On Monday, Dictionary.com announced that it had selected “misinformation” as 2018’s word of the year.

Defined as, “false information that is spread, regardless of whether there is intent to mislead,” the online dictionary said, “the rampant spread of misinformation poses new challenges for navigating life in 2018. As a dictionary, we believe understanding the concept is vital to identifying misinformation in the wild, and ultimately curbing its impact.”

Different from its more insidious sibling “disinformation,” which is defined as, “deliberately misleading or biased information; manipulated narrative or facts; propaganda,” misinformation is, in online parlance, what happens when disinformation goes viral.

In 2018, misinformation has cast a long shadow. The spread of false information continues to plague social media despite, or perhaps because of, the modest efforts made by companies like Facebook and Twitter to better police their platforms.

To their credit, the companies did effectively purge scores of bot accounts that had flooded users’ feeds with false news stories. They also, along with YouTube, successfully banned Alex Jones and his InfoWars conspiracy news outlet.

Unfortunately, recent revelations that Facebook executives’ behind-the-scenes actions seem out of sync with their public assurances to combat misinformation suggest a troubling disconnect.

Now, the toxic misinformation ecosystem that exists online is beginning to have real-world consequences. Misinformation about vaccinations has led to historic outbreaks of previously contained diseases. North Carolina is in the midst of its worst chicken pox outbreak since the vaccine was made available 20 years ago. While the junk science that leads people to believe vaccines are harmful is nothing new, it has received a signal boost on social media by the exact same bots and trolls that meddled in the 2016 presidential election.

More disturbing is troubled individuals like Cesar A. Sayoc Jr., the President Trump fanatic who sent more than a dozen mail bombs to the president’s political adversaries in October. Details about Sayoc’s online activities, as well as his van, which was covered in alt-right memes, is a chilling glimpse into how misinformation can warp one’s worldview and, subsequently, one’s behavior.

While social media is currently the most effective delivery system for misinformation, the phenomenon will thrive as long as people’s confirmation biases compel them to seek out and process information in a way that reinforces their pre-existing ideologies, and as long as there are public figures who are willing to intentionally mislead the pubic for political gain.

These disinformation campaigns birth the misinformation that muddies the waters of public discourse and casts doubt on fact-based, objective reality. This year we’ve seen numerous efforts by politicians and media personalities to deliberately misinform, from suggestions that the migrant caravan headed for the U.S. border was full of terrorists and gang members to allegations that the Parkland school shooting survivors were paid crisis actors.
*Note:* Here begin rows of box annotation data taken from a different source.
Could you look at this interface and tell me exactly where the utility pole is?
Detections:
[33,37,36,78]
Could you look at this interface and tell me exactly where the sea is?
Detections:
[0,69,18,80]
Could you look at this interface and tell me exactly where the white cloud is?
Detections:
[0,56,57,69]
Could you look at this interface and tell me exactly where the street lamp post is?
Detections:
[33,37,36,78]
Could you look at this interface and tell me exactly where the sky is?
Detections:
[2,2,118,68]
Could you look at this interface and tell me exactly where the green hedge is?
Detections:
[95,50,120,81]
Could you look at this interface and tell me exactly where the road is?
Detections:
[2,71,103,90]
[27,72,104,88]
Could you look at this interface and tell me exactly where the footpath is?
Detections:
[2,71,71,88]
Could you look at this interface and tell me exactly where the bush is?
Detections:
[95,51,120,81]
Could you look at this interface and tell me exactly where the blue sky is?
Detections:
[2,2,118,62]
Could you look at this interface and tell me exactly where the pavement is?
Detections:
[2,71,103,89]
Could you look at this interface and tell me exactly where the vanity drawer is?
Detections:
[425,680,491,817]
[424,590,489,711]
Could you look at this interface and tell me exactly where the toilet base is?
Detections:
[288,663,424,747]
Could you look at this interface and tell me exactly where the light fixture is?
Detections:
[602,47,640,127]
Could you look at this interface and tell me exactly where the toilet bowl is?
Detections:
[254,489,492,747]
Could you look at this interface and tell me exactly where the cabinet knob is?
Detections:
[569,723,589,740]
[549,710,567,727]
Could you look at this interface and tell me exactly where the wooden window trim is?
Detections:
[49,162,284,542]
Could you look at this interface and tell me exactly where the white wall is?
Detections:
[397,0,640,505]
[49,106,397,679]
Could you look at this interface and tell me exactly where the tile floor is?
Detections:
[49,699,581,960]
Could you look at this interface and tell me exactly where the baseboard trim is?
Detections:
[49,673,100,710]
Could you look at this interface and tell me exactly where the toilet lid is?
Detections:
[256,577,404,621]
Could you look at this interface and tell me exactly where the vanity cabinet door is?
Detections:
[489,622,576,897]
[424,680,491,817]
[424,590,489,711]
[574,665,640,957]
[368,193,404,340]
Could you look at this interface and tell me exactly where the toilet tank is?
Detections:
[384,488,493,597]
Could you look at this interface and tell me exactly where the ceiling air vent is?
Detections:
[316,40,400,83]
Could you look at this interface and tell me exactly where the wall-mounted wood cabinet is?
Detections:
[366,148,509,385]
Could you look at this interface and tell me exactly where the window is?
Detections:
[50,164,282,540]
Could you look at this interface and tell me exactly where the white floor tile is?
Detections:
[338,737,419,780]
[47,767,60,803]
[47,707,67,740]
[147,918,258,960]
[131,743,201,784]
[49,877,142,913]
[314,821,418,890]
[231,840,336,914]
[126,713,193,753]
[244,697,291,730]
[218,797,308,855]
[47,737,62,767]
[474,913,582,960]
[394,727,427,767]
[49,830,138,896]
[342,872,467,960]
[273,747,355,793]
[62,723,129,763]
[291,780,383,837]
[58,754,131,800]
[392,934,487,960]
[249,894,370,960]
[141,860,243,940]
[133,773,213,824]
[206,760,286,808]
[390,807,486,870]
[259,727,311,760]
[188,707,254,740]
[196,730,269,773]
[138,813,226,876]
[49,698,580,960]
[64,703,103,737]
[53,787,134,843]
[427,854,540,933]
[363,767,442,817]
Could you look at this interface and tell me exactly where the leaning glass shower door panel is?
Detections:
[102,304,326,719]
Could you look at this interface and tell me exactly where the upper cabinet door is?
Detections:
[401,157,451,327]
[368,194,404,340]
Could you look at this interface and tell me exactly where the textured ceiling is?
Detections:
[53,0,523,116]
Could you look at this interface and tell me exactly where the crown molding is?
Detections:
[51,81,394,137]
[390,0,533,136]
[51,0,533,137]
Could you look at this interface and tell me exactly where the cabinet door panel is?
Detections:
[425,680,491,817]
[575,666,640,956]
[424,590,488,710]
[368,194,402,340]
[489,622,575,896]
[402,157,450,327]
This week, several right-wing news outlets floated a theory that the iconic photo of a migrant woman and her two young children fleeing a tear gas attack at the U.S.-Mexico border was staged.

Even armed with facts, misinformation is pernicious and difficult to debunk. That work is made doubly difficult when the president of the United States routinely and recklessly deals in disinformation. Last month, the Washington Post fact-checkers reported that Trump has made 6,420 false or misleading claims since becoming president, an average of 10 claims a day.

In the past month, Trump has dismissed a CIA assessment that Saudi Crown Prince Mohammed bin Salman ordered the murder of a journalist, gave credence to baseless allegations of election fraud and refuted a dire climate change report produced by his own administration.

These insinuations, even when demonstrably false, are believed by many Trump supporters who, in turn, share the misinformation on social media, making themselves complicit in Trump’s propaganda machine.

That complicity, at times, extends to the news media, which, in the name of objectivity, often reports misinformation as another worthy perspective. Creating such false equivalencies sets a dangerous precedent that is difficult to walk back. We in the press must continue to build trust by remaining steadfast in our role as arbiters of objective truth.

As media consumers, there are concrete steps we can all take to combat misinformation:

— Practice better media literacy by reading with a skeptical eye. Read the whole story, not just the headline. When reading something on social media, check the source and seek out multiple reports on the same story to find any discrepancies or biases.

— Break out of your filter bubble. Social media algorithms are designed to give us more of what we like. Puncture that bubble by actively reading news from sources with differing political leanings than your own.

— Respectfully challenge others who promote misinformation. Present them with facts and question assumptions they have made.

There is no silver bullet. Misinformation persists because it is effective. However, taking the above steps will help you become a more conscientious media consumer, and will go a long way to inoculating you against misinformation’s toxic effects.